第三节 坍塌的梁柱与无声的溃烂
第三节:坍塌的梁柱与无声的溃烂
一、空衙里的蛛网
万历三十八年的夏天,雨水格外多。
应天府衙的大堂上,漏下的雨水在青砖上积成了小水洼,倒映着蛛网密布的梁木。
知府的座位空了整整一年,只有旁边的通判老张,用一块破布盖着公案上的卷宗——那些卷宗堆了半人高,有百姓的诉状,有漕运的文书,还有驿站的急报,字迹都被潮气浸得模糊。
“张通判,”
衙役小王举着伞跑进来,裤脚沾满泥浆,“江浦县的灾民又来请愿了,说河堤塌了,淹了百亩田,求官府发粮赈灾。”

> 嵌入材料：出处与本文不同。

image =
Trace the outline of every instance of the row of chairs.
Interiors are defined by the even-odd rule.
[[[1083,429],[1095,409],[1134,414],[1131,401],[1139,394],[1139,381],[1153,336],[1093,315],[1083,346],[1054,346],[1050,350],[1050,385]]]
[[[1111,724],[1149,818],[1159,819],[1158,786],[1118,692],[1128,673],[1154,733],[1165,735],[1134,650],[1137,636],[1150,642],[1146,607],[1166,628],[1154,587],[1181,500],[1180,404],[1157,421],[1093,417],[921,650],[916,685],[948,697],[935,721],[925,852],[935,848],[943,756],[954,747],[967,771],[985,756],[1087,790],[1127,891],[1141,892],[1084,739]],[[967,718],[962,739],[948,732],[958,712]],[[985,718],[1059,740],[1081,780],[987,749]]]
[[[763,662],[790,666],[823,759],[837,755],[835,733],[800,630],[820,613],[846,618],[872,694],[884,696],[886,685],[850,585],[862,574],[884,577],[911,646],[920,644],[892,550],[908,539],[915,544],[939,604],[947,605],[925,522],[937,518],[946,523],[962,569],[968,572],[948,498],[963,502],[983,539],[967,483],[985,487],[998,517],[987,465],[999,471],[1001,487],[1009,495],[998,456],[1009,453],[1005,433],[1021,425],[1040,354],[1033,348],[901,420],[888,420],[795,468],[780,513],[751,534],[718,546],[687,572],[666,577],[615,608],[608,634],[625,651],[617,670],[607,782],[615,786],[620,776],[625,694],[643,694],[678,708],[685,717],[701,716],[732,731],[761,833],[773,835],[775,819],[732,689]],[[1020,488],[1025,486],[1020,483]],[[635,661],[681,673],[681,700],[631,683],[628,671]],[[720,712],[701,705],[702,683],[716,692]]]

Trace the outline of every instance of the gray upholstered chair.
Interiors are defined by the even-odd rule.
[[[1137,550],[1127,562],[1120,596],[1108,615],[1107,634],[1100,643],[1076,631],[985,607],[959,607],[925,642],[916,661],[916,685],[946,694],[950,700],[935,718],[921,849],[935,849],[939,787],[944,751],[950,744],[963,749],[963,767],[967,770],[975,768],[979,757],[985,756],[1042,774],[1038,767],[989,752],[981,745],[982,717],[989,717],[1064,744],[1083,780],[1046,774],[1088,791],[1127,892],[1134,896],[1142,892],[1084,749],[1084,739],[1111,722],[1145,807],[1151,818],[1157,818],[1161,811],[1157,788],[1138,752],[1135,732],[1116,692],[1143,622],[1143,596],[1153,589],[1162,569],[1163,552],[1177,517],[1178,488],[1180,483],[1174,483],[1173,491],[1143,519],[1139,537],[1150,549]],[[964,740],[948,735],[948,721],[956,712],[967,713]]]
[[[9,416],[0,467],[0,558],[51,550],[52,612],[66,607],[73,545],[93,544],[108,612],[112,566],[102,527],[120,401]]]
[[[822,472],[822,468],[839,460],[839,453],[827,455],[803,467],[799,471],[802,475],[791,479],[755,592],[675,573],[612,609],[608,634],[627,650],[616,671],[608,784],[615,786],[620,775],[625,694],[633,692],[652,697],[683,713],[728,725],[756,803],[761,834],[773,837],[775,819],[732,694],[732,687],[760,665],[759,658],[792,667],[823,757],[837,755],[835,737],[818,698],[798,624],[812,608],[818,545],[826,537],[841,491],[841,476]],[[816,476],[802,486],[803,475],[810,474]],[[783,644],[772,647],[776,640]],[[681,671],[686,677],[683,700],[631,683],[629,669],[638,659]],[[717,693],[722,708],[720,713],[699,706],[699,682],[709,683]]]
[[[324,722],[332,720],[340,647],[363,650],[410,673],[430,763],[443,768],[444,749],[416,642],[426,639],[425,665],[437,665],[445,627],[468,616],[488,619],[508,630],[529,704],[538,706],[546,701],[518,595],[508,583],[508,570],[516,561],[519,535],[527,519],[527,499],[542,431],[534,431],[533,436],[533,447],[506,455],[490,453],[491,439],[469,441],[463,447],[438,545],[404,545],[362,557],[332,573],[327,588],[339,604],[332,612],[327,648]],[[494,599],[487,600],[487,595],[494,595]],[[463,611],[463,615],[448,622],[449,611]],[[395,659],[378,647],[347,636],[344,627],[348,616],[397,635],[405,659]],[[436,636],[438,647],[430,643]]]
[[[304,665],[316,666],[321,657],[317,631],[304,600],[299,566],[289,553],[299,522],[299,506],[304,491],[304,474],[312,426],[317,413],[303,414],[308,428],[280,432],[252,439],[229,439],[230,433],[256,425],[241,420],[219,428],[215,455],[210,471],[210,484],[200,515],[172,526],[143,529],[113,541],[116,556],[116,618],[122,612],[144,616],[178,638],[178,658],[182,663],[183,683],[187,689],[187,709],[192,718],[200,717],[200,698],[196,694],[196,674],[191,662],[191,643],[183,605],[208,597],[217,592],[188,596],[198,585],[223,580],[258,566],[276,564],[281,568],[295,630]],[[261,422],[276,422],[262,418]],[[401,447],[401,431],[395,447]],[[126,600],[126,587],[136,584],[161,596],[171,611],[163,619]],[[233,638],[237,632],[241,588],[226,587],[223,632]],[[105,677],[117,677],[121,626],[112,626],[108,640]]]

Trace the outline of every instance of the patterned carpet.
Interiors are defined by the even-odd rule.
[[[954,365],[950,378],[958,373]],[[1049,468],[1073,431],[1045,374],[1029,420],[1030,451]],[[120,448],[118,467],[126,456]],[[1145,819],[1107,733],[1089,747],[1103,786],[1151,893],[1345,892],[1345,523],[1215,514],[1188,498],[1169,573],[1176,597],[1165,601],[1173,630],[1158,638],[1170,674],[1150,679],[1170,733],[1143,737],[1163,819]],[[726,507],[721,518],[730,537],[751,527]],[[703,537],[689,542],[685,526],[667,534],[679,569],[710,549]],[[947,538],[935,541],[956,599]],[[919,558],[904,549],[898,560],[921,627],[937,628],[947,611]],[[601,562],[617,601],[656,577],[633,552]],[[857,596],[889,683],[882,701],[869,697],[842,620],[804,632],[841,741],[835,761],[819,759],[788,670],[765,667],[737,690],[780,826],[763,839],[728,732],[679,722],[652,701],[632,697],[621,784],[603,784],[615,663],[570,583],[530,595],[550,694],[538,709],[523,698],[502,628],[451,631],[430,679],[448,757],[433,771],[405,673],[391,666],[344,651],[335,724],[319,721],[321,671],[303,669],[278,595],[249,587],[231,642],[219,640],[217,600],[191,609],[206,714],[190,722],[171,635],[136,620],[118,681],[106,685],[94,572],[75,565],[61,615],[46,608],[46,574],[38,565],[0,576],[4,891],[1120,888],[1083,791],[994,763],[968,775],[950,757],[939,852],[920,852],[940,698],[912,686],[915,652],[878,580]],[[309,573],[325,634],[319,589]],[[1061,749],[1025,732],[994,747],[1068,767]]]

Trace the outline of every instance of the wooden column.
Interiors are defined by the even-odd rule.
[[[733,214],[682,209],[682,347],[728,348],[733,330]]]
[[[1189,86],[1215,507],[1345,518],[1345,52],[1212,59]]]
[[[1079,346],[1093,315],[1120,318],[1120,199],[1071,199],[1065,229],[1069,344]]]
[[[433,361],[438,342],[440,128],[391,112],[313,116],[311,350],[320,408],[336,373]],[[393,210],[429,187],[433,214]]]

老张叹了口气,从怀里摸出个干瘪的馒头,咬了一口:“发粮?粮仓的钥匙在知府手里,知府的官印还在吏部的空告身上挂着呢。
咱这应天府,连个能批条子的官都没有,拿什么发?”
小王急得直跺脚:“可他们堵在衙门口不走啊!
有个老太太都快饿晕了……”
老张放下馒头,走到门口。
雨幕里,黑压压的灾民跪在泥水里,有人举着“求活命”
的木牌,有人抱着饿得直哭的孩子。
他想起十年前,张居正还在时,知府亲自带着衙役修河堤,粮仓里的粮食堆得冒尖,哪见过这光景?
“大伙再等等,”
老张对着雨里喊,声音被雨声吞了一半,“我再往京城递折子,总有一天……总有一天陛下会看见的。”
可他自己都知道,这是假话。
上个月他托人把奏折带进京,至今连个响儿都没有。
听说吏部的空告身已经堆到了房梁,连给新官刻印的工匠都快失业了。
雨越下越大,灾民的哭声混在雨声里,像钝刀子割人。
老张背过身,抹了把脸,分不清是雨水还是泪水。
他从库房里找出最后几石糙米,让小王熬成稀粥分了,自己则蹲在墙角,看着漏雨的屋顶发呆——这应天府的梁柱,怕是要塌了。
二、军帐里的铁锈
辽东的冬天来得早,万历四十年的第一场雪,就下了一尺厚。
抚顺城外的军营里,士兵们缩在漏风的帐篷里,身上的铠甲锈得掉渣,手里的刀连木头都劈不开。
“都指挥使,”
哨兵冻得嘴唇发紫,掀帘进来,“女真的骑兵又在城外晃悠了,看样子是想抢粮。”
李成梁的儿子李如柏裹着件打补丁的棉袄,正用石头磨着那把生锈的刀。
“抢粮?”
他冷笑,“咱们这营里,除了西北风,还有啥可抢的?”
军粮已经断了三天。
上个月朝廷终于发了粮,可运到半路,被矿税使高淮的人截了一半,说是“借”
去给皇帝修宫殿,剩下的那点,还不够塞牙缝。
士兵们饿极了,就去挖野菜,扒树皮,昨天还有个新兵饿晕在哨位上。
“要不……咱们也反了?”
有个老兵瓮声瓮气地说,“高淮那狗东西,不光抢军粮,还把咱们的军饷都拿去买珠宝送宫里!
凭什么他享福,咱们送死?”
李如柏瞪了他一眼:“反?往哪反?家里的老婆孩子还在关内呢。”
他把磨得勉强能看的刀扔过去,“守住这破城,至少还有口饭吃——等开春,也许……也许陛下会记起咱们。”